The proposal was, at its foundation, selling an idea, and to that end, Cunningham made a convincing argument.

It is that Pine Bluff has a story to tell. Actually, he said, it has a multitude of stories to tell.

The other element is an “if you build it, they will come” argument. Again, Cunningham made a splendid case, explaining that one of the hotter concepts in tourism is that which concentrat­es on an area’s culture, heritage and art.

If that weren’t enough, Cunningham connected the dots, quite literally.

Across the country, there are several “trails” that connect one like site to another. Pine Bluff’s stories fit within many of those trails, which include such collective­s as civil rights, cotton, music, Native Americans, Southern literature, slavery, railroads, the Delta and crafts.

Cunningham even worked in some comparison­s, pointing out how smaller towns such as New Iberia, La., Clarksdale, Miss., and Paducah, Ky., have been able to market themselves to a much greater degree than Pine Bluff has.

Actually, to start the meeting, the A&P director, Sheri Storie, said Pine Bluff really has no tourism.

We’ve often thought the same thing.
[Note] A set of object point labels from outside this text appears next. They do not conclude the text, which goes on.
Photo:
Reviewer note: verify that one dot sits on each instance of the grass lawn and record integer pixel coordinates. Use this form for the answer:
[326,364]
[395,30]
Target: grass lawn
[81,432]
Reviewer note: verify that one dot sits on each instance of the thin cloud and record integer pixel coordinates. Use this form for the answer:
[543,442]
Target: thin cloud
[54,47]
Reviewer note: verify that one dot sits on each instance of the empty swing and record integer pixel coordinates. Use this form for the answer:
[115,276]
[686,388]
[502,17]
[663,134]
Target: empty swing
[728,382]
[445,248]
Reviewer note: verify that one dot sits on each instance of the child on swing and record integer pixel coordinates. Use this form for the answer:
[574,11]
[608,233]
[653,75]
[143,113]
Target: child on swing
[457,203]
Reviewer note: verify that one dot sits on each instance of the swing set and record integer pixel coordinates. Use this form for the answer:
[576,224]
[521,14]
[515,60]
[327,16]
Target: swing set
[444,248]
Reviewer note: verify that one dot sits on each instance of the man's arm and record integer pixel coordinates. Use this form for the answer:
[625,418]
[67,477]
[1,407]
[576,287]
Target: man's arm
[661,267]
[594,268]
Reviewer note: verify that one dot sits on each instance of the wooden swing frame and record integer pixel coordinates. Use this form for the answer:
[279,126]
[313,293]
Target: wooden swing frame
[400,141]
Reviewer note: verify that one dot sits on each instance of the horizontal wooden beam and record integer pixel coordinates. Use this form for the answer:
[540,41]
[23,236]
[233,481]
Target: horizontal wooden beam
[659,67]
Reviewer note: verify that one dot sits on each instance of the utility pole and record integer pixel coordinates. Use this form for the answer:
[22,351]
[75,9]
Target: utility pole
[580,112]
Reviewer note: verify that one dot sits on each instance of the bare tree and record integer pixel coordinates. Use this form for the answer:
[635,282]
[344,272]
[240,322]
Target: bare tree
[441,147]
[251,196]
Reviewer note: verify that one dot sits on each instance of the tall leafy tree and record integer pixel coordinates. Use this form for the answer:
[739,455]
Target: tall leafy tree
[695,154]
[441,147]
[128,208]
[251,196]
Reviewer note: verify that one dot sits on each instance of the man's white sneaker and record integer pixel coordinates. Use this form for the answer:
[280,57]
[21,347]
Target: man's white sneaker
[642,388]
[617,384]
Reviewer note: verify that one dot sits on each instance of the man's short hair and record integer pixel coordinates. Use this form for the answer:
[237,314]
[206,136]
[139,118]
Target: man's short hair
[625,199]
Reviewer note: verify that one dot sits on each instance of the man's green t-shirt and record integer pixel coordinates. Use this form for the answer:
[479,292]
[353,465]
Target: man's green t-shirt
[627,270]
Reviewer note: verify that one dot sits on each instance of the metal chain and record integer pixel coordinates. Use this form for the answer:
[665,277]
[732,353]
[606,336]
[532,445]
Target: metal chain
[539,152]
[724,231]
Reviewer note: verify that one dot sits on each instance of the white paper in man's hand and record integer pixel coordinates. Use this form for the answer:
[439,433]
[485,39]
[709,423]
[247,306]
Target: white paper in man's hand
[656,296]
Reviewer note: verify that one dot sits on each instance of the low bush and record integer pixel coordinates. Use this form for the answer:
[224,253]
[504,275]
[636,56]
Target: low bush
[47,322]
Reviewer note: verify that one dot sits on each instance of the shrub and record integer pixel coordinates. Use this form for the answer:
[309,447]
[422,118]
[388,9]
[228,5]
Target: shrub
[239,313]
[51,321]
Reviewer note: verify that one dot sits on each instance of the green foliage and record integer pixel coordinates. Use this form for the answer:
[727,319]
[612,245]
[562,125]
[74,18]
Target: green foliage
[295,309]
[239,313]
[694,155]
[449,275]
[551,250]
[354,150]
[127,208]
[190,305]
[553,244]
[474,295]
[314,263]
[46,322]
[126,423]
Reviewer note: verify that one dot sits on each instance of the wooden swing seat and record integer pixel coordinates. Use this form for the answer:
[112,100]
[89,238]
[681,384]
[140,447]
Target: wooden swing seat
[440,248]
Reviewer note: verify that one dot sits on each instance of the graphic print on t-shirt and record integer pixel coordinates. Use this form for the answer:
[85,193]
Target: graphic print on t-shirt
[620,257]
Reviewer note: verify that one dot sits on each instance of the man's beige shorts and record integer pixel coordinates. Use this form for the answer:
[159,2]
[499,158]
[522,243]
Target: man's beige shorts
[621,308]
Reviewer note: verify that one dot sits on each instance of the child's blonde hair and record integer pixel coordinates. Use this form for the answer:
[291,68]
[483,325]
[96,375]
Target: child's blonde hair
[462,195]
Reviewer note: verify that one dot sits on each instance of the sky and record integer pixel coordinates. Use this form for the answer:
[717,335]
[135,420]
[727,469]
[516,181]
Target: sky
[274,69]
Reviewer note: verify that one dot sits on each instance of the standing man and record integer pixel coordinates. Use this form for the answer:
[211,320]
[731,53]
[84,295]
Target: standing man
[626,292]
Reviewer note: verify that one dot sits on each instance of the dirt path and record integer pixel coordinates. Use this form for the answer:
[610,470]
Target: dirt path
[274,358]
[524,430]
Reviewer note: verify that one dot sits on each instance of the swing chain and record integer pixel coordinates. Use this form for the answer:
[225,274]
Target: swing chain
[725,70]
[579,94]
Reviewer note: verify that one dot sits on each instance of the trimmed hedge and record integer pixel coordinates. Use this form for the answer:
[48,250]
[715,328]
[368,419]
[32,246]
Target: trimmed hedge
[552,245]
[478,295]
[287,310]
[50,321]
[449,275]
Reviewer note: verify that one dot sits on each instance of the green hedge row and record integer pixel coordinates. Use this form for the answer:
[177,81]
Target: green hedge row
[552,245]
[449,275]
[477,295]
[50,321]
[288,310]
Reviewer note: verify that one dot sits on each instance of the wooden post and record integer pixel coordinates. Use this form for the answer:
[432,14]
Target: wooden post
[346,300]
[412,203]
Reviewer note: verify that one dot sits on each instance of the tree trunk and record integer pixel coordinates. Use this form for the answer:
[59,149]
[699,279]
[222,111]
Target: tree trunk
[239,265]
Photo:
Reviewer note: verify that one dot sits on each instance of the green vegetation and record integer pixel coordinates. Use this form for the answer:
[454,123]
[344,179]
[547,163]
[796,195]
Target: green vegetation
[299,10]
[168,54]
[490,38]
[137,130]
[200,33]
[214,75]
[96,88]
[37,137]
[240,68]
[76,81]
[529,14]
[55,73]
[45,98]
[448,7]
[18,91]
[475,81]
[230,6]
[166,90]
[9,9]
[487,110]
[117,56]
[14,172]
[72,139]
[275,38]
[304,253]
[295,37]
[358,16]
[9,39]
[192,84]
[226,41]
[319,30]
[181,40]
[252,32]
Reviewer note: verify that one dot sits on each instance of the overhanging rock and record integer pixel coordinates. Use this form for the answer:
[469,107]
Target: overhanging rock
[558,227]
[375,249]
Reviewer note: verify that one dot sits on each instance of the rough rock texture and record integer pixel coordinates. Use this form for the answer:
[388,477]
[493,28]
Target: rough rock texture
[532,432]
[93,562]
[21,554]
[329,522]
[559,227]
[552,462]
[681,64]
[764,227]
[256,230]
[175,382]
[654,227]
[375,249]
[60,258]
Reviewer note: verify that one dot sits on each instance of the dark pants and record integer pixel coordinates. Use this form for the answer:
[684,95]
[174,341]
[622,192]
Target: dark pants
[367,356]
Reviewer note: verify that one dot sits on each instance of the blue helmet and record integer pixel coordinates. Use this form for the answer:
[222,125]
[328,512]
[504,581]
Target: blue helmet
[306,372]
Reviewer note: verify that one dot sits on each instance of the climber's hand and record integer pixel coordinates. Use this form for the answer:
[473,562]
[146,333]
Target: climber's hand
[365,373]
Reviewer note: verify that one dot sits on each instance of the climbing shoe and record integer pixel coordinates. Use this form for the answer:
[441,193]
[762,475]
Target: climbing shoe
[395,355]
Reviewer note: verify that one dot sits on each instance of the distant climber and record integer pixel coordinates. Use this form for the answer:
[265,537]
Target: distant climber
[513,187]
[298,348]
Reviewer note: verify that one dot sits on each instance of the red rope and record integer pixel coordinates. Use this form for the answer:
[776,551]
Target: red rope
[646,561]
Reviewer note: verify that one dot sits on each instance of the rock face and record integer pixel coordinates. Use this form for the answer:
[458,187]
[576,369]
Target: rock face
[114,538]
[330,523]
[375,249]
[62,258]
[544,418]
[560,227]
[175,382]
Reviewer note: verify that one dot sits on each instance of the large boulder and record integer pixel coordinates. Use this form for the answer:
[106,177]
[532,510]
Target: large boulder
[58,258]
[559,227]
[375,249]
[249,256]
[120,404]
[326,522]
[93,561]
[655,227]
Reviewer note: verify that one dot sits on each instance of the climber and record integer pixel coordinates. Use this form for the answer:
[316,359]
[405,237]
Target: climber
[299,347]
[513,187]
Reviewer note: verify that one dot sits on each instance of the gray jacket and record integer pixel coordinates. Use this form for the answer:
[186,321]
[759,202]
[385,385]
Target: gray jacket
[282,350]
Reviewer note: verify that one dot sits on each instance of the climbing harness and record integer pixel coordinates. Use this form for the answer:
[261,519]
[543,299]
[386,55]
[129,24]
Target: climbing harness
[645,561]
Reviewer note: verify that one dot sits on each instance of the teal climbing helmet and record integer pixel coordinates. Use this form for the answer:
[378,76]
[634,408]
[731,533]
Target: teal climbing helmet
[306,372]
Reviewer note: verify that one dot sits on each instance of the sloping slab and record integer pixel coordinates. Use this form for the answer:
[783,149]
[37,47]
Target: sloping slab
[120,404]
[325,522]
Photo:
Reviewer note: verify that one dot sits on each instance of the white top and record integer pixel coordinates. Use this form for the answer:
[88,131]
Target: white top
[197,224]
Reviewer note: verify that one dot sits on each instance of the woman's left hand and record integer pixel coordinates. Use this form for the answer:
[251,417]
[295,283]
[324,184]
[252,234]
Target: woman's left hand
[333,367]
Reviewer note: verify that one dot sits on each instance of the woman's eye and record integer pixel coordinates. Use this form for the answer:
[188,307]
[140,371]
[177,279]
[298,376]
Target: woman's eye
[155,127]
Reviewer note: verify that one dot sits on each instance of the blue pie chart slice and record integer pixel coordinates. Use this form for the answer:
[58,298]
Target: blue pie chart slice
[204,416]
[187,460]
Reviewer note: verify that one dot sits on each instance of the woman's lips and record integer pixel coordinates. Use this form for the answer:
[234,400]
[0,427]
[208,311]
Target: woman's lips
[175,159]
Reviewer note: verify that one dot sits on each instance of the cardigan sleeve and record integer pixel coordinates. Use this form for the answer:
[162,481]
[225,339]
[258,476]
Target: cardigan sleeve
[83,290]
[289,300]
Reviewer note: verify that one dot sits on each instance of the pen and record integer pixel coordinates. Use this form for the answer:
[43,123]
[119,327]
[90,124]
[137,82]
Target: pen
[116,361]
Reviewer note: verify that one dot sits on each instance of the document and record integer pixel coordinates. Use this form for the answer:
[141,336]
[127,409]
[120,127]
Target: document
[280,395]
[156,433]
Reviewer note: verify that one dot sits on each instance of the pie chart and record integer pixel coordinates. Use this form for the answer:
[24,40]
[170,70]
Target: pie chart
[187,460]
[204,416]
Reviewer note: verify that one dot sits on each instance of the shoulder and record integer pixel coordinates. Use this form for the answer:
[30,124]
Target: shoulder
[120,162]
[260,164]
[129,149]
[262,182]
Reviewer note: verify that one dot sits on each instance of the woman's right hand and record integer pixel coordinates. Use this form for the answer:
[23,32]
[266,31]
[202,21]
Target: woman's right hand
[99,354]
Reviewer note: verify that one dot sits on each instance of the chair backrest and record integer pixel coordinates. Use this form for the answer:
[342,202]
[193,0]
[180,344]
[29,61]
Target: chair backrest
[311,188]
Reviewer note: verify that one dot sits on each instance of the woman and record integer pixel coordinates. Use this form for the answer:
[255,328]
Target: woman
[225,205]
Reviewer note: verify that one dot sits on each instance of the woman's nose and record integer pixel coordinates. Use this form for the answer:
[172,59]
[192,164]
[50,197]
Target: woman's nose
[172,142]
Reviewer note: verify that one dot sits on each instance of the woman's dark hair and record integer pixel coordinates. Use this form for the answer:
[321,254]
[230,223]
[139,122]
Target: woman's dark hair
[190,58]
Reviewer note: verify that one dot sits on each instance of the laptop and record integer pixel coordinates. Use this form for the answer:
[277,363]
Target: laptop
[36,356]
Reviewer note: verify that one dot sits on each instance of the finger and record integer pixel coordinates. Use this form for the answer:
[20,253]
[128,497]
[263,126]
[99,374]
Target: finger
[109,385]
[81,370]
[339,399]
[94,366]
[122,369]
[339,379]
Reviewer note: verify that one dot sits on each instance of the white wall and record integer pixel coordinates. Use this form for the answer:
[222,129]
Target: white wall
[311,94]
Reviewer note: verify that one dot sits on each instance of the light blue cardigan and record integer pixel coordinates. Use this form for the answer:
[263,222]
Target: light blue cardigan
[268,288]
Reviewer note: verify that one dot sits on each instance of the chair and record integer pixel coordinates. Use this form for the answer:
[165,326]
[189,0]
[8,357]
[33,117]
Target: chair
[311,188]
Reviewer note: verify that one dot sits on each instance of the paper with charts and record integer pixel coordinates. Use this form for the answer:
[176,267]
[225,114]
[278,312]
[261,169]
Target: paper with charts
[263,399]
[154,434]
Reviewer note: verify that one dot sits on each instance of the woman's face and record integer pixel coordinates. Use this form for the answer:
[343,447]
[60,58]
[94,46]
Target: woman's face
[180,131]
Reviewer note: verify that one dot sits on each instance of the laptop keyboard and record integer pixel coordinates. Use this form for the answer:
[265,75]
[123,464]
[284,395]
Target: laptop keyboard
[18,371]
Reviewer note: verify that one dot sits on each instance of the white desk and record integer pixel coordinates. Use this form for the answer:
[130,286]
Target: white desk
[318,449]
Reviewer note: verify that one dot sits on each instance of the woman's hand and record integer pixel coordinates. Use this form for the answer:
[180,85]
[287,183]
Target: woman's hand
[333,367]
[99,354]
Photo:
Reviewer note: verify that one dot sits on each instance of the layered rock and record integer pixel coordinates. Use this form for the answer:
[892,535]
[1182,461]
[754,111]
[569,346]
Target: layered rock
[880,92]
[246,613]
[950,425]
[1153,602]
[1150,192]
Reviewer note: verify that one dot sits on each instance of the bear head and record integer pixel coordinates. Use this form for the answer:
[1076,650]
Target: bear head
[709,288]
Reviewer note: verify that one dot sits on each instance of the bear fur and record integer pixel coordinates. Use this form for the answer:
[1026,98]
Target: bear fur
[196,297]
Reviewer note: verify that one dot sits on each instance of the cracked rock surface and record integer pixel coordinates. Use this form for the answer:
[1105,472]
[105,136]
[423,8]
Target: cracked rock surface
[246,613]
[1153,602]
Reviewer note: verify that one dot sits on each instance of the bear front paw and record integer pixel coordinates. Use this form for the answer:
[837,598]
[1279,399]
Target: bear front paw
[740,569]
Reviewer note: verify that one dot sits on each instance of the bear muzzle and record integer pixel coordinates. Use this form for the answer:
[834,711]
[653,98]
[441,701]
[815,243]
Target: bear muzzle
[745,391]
The city is in the middle of making the lives of its residents more satisfying, with a new library and aquatic center and public buildings.

But is there really much to attract someone from Little Rock to Pine Bluff?

There’s definitely the casino, and it’s nice and is attracting scads of people, but that’s a unique environmen­t.

Once people are there, we imagine they mostly stay there.

For them to do otherwise begs the initial question: If they left the casino to do other touristy things, where would they go, exactly?

Storie said she knew it was bad when revenues actually rose last year. That’s not a typo.

If Pine Bluff relied very much on tourism, the pandemic would have crushed those revenue numbers for last year, she said.

But the city doesn’t have any tourism to speak of so the bottom line was not much affected by the lock down on most activities.

Back to those other towns that are much smaller: Cunningham simply looked at TripAdviso­r reviews.

In short, those towns had hundreds if not a few thousand reviews posted on the travel website about the various destinatio­ns in those areas, while the much larger Pine Bluff had fewer than 150.

The idea is for the A&P Commission to give this effort $1.5 million over the next seven years as seed money to get started. Once started, the effort should be able to attract some state, federal and special-purpose matching dollars.

Pine Bluff can be dreary to look at, although that is changing, what with the downtown beautifica­tion project in high gear. And it’s not as if we will suddenly get a Disney Land of Delta Enchantmen­t theme park.

But we don’t need that anyway. As Cunningham said, we just need to provide the infrastruc­ture that will allow us to tell the stories that make this area special.

We urge the A&P Commission to take the necessary first steps to start down this trail, a trail that could and should lead to the discovery and celebratio­n of our own past and why we are more than worthy of a tourist’s notice.